Trata-se do Projeto de Indicação n° 373/2021, que sugere a criação das "Salas das Margaridas".

Foto: Jose Leomar

Procuradora adjunta da Mulher no Legislativo, a deputada Érika Amorim (PSD) apresentou mais uma proposta no sentido de prestar assistência às mulheres cearenses. Começou a tramitar na Assembleia Legislativa nesta quarta-feira (29) o Projeto de Indicação (373/2021) que sugere a criação das "Salas das Margaridas", espaços especializados para o atendimento às mulheres vítimas de violência nas delegacias de polícia do Ceará.

“A mulher vítima de violência precisa de um olhar mais atencioso e mais humanizado quando busca um atendimento, pois carrega machucados internos, na sua alma. A Sala das Margaridas busca promover essa atenção pois são espaços reservados e privativos, onde será aplicado um questionário que avalia o grau de risco que a vítima está exposta”, explica a parlamentar, terceira secretária da Mesa Diretora da Assembleia. 

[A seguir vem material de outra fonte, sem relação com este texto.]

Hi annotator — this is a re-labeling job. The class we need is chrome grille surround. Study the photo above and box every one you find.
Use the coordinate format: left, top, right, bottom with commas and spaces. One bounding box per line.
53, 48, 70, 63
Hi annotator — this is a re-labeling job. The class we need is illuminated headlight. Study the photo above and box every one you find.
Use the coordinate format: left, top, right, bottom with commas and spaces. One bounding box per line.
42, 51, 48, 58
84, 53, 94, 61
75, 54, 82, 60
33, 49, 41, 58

A proposta define que os atendimentos deverão ser feitos por profissionais capacitados, de preferência mulheres, composto de equipe multidisciplinar com psicóloga e/ou assistente social, a fim de fazer o acolhimento das vítimas, bem como os encaminhamentos à rede de apoio para atender as necessidades das vítimas, seja mulher, criança ou adolescente.

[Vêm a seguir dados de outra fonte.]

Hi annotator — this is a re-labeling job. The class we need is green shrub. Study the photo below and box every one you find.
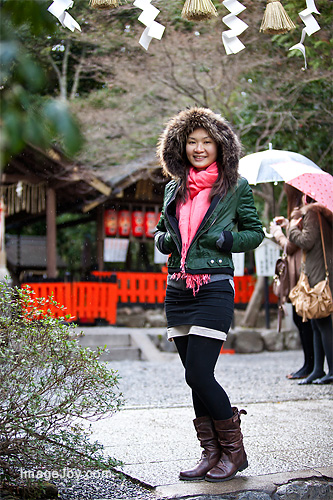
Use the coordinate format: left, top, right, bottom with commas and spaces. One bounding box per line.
0, 282, 122, 481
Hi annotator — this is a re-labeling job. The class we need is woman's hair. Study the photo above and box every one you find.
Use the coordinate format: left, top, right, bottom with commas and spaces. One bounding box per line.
157, 106, 242, 199
283, 183, 304, 219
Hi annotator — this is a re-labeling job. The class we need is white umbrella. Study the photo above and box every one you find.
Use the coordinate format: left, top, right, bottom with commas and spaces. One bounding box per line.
239, 149, 323, 188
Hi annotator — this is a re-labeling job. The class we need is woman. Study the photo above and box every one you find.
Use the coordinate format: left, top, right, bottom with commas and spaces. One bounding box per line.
289, 195, 333, 385
270, 184, 314, 380
155, 107, 264, 481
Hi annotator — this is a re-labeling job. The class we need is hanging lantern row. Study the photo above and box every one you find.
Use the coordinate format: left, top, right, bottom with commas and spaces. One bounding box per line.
104, 209, 161, 238
48, 0, 320, 64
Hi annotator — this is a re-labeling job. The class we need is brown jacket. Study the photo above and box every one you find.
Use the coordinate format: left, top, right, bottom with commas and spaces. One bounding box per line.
271, 226, 302, 292
289, 203, 333, 290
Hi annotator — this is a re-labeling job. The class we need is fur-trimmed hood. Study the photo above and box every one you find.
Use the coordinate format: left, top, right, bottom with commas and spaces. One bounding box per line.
157, 107, 241, 184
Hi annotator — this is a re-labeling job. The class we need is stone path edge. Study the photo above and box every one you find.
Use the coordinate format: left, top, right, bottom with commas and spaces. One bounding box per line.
152, 465, 333, 500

Érika Amorim explica que a escolha do nome se deu após experiência exitosa no Rio Grande do Sul. “Naquele Estado, o nome Margarida foi escolhido a partir da simbologia da flor, que é considerada uma das mais fortes da natureza”, defendeu, acrescentando que “a estratégia da criação desses espaços pode se tornar uma das principais políticas públicas da Polícia Civil no enfrentamento à violência doméstica e familiar contra a mulher”.

DEFESA DA MULHER 

É de autoria da deputada Érika Amorim a proposta que virou a Lei nº 17.465, que garante a prioridade de atendimento às mulheres vítimas de violência nas unidades de saúde da rede pública e privada do Ceará, além de minimizar os agravos resultantes da violência.